Partners Healthcare, the largest healthcare organization in Massachusetts, attributed a big drop in its fiscal second quarter operating income to its decision to replace its homegrown electronic health record with a new clinical information system.
"The game's going to be won in the future off the flow of information," Partners chief financial officer and treasurer Peter K. Markell told the Boston Globe, explaining why Partners plans to invest $600 million to $700 million in the new EHR over the next 10 years.
After writing off $110 million on its current information system, Partners reported second quarter operating income of $5.3 million, compared with $71.2 million in the prior-year period.

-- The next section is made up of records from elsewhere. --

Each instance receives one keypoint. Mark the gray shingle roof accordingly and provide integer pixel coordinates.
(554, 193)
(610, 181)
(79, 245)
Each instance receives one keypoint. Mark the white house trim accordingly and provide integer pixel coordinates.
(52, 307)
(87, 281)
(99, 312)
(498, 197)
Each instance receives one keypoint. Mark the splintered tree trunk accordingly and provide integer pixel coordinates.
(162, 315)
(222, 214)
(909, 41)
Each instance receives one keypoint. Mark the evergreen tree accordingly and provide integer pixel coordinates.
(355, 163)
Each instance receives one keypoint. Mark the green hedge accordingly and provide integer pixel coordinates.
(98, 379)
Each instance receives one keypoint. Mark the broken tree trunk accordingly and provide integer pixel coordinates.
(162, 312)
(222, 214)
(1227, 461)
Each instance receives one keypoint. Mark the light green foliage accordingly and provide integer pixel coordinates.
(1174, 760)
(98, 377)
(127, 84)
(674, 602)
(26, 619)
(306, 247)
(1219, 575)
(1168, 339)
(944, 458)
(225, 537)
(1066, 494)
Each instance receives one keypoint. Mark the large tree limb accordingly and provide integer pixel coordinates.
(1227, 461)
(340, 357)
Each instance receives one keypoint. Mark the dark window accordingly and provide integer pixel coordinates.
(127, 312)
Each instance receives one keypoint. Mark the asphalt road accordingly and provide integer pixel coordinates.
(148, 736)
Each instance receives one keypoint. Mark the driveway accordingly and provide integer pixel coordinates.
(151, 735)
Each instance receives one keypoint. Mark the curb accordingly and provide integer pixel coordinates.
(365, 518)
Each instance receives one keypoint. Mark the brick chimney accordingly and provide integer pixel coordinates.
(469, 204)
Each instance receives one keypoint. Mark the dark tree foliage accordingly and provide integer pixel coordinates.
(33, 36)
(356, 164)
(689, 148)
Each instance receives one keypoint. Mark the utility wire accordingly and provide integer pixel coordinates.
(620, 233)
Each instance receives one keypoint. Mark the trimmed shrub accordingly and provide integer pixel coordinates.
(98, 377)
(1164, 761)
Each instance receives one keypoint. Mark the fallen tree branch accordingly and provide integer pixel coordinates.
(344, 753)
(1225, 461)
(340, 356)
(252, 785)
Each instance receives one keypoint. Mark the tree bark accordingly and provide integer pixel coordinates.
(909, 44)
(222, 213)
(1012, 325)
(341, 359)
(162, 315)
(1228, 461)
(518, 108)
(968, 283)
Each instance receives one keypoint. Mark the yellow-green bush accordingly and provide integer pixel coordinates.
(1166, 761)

While investment income counterbalanced some of that decline, Partners' net income fell to $132.2 million for the quarter ended March 31, 2012, from $166.4 million a year earlier.
Partners' operating revenue for the quarter grew 8% to $2.2 billion, and its patient service revenue jumped 9% to $1.7 billion, "reflecting increases in patient activities and rates," according to the Partners announcement.
The seven-hospital healthcare system, which includes Massachusetts General Hospital and Brigham & Women's Hospital in Boston, has long been a leader in the health IT field and has been accepted into Medicare's Pioneer ACO program.
Partners' decision to move from its legacy Longitudinal Medical Record (LMR) to a more capable system has been some time in coming. Recently, Partners CIO Jim Noga told InformationWeek Healthcare that the choice was between Siemens and Epic. Siemens' main drawback was that it didn't have a proven ambulatory care product, whereas Epic did. On the other hand, Siemens' healthcare unit is led by John Glaser, Noga's predecessor as CIO of Partners.
In a mid-May announcement, the big healthcare system said it would "negotiate exclusively with Epic" over the next several months. But the statement left no doubt that Partners has made its decision.